Tom said this because he wanted to be prepared to save Mary should a sheet of flame suddenly spout up in front of them.
“Wait a minute!” cried the girl, as Tom would have made a dash toward a place where the smoke and fire seemed less dense and fierce.
“What’s the matter?”
“Can’t we use these? Wrap them about our hands and faces in case we get too near the fire?” asked Mary.
She pointed to two closely woven woolen blankets that had fallen out of the forward cockpit of the Hummer. Tom had stowed these away to be used on occasional trips when he went up to such an altitude that it was very cold, and a blanket about his legs and those of his passenger might add immeasurably to their comfort. With the tilting of the plane the blankets had fallen out shortly after Tom and Mary had climbed down from the tree.
“I’ve often read of persons wrapping their head in wet blankets to pass through flames,” said the girl. “And these two are wet, Tom, look, sopping wet.”
“Be careful they aren’t soaking in gasoline!” warned the young man, as Mary picked up the coverings. “I guess that’s what happened—the gas tank sprang a leak.”
Mary’s answer was to raise one edge of a blanket to her nose.
“It’s water!” she cried. “Not gasoline at all.”
“Good!” exclaimed Tom. “The radiator burst, of course, and soaked them. Good enough, Mary. They will be just the thing to protect our heads and faces. It’s mighty dangerous to breathe smoke-laden air. Now we’ll have a better chance!”
He saw to it that Mary had the wetter blanket of the two, then, with the coverings held in readiness to use should they approach too near any flame, the two in such a desperate plight started in that direction where the flames and smoke seemed least thick and menacing.
All about the girl and the youth the fire was raging. There was no difficulty now in hearing the crackling of the flames or the crash as some big tree, burned through, fell in the path of the raging element. Tom listened, thinking he might hear the shouts of the fire-fighters, and it was his hope that they might come to the rescue.
Though there might have been men and boys near the two imperiled ones, their presence could not make itself known above the roar and crackle of the flames.

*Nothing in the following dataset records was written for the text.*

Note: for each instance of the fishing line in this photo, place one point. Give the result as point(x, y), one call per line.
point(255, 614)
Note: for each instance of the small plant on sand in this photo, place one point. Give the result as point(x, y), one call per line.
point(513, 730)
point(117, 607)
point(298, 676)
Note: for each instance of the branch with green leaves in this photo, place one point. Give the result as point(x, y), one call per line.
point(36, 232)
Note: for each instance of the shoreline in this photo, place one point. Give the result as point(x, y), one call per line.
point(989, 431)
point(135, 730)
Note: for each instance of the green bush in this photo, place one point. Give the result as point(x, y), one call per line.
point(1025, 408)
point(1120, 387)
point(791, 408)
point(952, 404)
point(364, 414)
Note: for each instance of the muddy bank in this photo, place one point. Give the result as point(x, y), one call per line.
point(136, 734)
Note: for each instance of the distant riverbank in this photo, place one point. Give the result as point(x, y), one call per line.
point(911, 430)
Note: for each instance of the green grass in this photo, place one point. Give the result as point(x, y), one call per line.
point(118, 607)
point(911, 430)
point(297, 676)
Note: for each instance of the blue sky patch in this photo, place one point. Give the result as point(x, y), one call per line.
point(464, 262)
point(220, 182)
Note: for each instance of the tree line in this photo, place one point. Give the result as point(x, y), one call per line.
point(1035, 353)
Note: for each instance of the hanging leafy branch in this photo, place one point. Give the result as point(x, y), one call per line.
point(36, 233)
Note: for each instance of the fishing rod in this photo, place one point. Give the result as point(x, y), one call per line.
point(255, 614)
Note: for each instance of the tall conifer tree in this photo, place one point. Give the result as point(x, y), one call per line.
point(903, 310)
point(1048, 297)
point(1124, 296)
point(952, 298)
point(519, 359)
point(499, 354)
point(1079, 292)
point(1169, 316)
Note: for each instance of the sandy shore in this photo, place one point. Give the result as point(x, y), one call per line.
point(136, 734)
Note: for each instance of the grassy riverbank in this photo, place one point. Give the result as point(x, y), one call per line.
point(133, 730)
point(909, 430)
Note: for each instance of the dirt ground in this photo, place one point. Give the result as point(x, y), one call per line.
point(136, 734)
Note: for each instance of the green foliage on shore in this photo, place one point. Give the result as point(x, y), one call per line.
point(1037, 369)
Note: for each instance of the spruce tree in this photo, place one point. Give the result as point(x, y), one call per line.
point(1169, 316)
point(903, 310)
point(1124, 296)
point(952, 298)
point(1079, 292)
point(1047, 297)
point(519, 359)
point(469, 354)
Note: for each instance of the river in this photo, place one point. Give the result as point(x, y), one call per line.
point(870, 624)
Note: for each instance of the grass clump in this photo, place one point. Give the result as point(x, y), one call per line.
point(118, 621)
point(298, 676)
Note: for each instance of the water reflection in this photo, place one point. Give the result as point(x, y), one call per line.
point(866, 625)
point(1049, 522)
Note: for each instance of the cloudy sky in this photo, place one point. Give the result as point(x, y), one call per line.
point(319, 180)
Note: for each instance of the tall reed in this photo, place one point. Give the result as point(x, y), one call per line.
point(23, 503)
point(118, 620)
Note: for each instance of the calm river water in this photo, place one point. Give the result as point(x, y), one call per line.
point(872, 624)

For a time it seemed as if Tom and Mary might win through to safety by keeping on in the direction they first took. They went on for some distance, now and then stopping to let what wind there was blow aside a curtain of choking, blinding smoke.
So far had they progressed that Tom was on the point of calling: “I think we’re going to make it, Mary!” when, almost as he spoke, a curtain of smoke was swept aside and they saw a line of flame directly in their path over which it was impossible to leap and through which it was certain death to pass. Hitherto they had jumped several little, low lines of fire, which were low because they had little on which to feed.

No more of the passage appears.